Data: Surgical interventions in congenital heart disease; Completeness: High-income countries 27/31 (87%), middle-income countries 11/25 (44%); Year of data: Latest available between 2012 and 2017, median 2016.
Infrastructure: A median of 0.5 (IQR 0.3–1.0) and 0.4 (IQR 0.3–0.7) hospitals per million inhabitants of middle- and high-income ESC member countries, respectively reported performing percutaneous and surgical procedures for treatment of congenital heart disease in the 2018/19 survey. Numbers ranged from <0.2 hospitals per million people undertaking percutaneous procedures in Norway and Finland to >2.0 in Malta, Italy and Iceland and from <0.2 hospitals per million people undertaking surgical procedures in Norway, Greece, Finland and France to >2.0 in Malta and Iceland (Supplementary material online, Figures S7.30 and S7.31).
Service delivery: Across the ESC member countries, a median of 26.0 (IQR 13.4–39.7) percutaneous procedures and 49.4 (IQR 22.4–69.8) surgical procedures for congenital heart disease were reported in the 2018/19 survey. Rates ranged from <10 percutaneous procedures per million people per year in Romania, Albania, Kyrgyzstan, Azerbaijan, Bosnia and Herzegovina and Armenia to >90 in Switzerland, Croatia and Iceland and from <10 surgical procedures per million people per year in Malta and Sweden to >100 in Republic of Moldova, Lithuania, Israel and Kazakhstan (Supplementary material online, Figures S7.32 and S7.33).
Stratification by national income status: In comparing middle-income and high-income countries, the median number of hospitals per million people providing percutaneous [0.6 (IQR 0.3–0.9) vs. 0.5 (IQR 0.4–1.1)] and surgical [0.6 (IQR 0.4–0.8) vs. 0.3 (IQR 0.2–0.6)] procedures for treatment of congenital heart disease were similar (Supplementary material online, Figure S7.34). North Macedonia and Albania, for example, reported as many hospitals offering percutaneous treatment as Austria and Luxembourg, while Kazakhstan reported as many offering surgical treatment as Iceland. Nevertheless, the median number of procedures per million inhabitants was lower in middle-income compared with high-income ESC member particularly for percutaneous interventional management [11.1 (IQR 5.8–28.0) vs. 34.7 (IQR 21.2–56.4)] (Figure 89, Supplementary material online, Figure S7.35).
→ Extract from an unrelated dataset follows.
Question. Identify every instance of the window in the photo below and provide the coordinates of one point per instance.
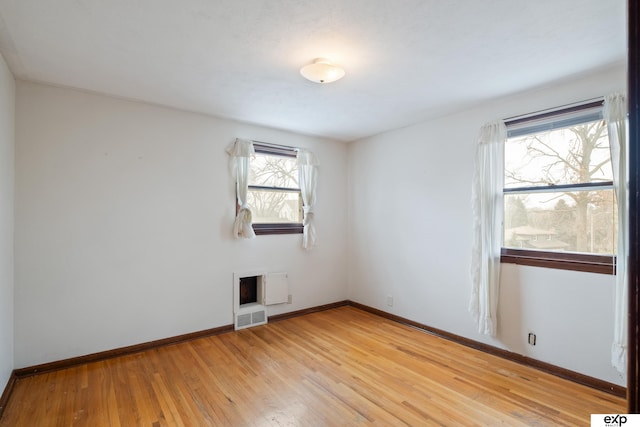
(559, 201)
(274, 195)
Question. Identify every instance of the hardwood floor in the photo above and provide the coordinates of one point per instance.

Percutaneous procedures for congenital heart disease per million people in ESC member countries by national income status (2017 or latest available year). Data source: ESC Atlas of Cardiology, https://www.escardio.org/Research/ESC-Atlas-of-cardiology. Data not available for the following high-income countries: Czech Republic, Ireland, Norway, Republic of San Marino, Sweden; middle-income countries: Algeria, Belarus, Egypt, Lebanon, Libya, Montenegro, Morocco, Russian Federation, Syrian Arab Republic, Tunisia, and Ukraine (Supplementary file: S7.xlsx).
7.7 Summary
Huge variation in cardiological person-power across ESC member countries likely reflects under-provision in many countries although definitions of what constitutes a cardiologist may also vary.
Compared with high-income countries, middle-income countries are severely under-resourced in terms of cardiological person-power and technological infrastructure.
The under-resourced status of middle-income countries is associated with a severe procedural deficit compared with high-income countries in terms of coronary intervention, device implantation and cardiac surgical procedures.
While many middle-income countries are under-resourced in terms of cardiological person-power, infrastructure and procedure rates, outliers can often be identified emphasizing that national income status is not the only driver for cardiological healthcare delivery.
7.8 Comment
The 2018/19 survey of ESC member countries shows continuing heterogeneity in cardiological specialist provision, hospital facilities, and healthcare delivery that likely contribute to the inequalities in cardiovascular outcomes documented elsewhere in this report. There is no clear consensus about what constitutes optimal specialist provision but the 15-fold variation in cardiologists per million people across ESC member countries suggests that the definition of ‘a cardiologist’ may vary and that under-provision may be common with potentially deleterious effects on cardiovascular outcomes. Certainly, there is considerable evidence that outcomes in patients with CVD are more favourable when clinical management involves a specialist cardiologist and this is reflected in contemporary quality indicators.99–101 Moreover, there are now data showing that patients hospitalized for myocardial infarction and heart failure in those US regions that have a high density of cardiologists experience lower 30-day and 1-year mortality, compared with patients hospitalized in regions with a low density of cardiologists.102 The under-provision of cardiologists in many ESC member countries is compounded by under-representation of females which is now recognized as a particular problem for cardiology as it affects diversity within the specialty.103 , 104 Reasons for the under-representation of females are complex, but need correction so that the benefits of a more diversified work force can be realized.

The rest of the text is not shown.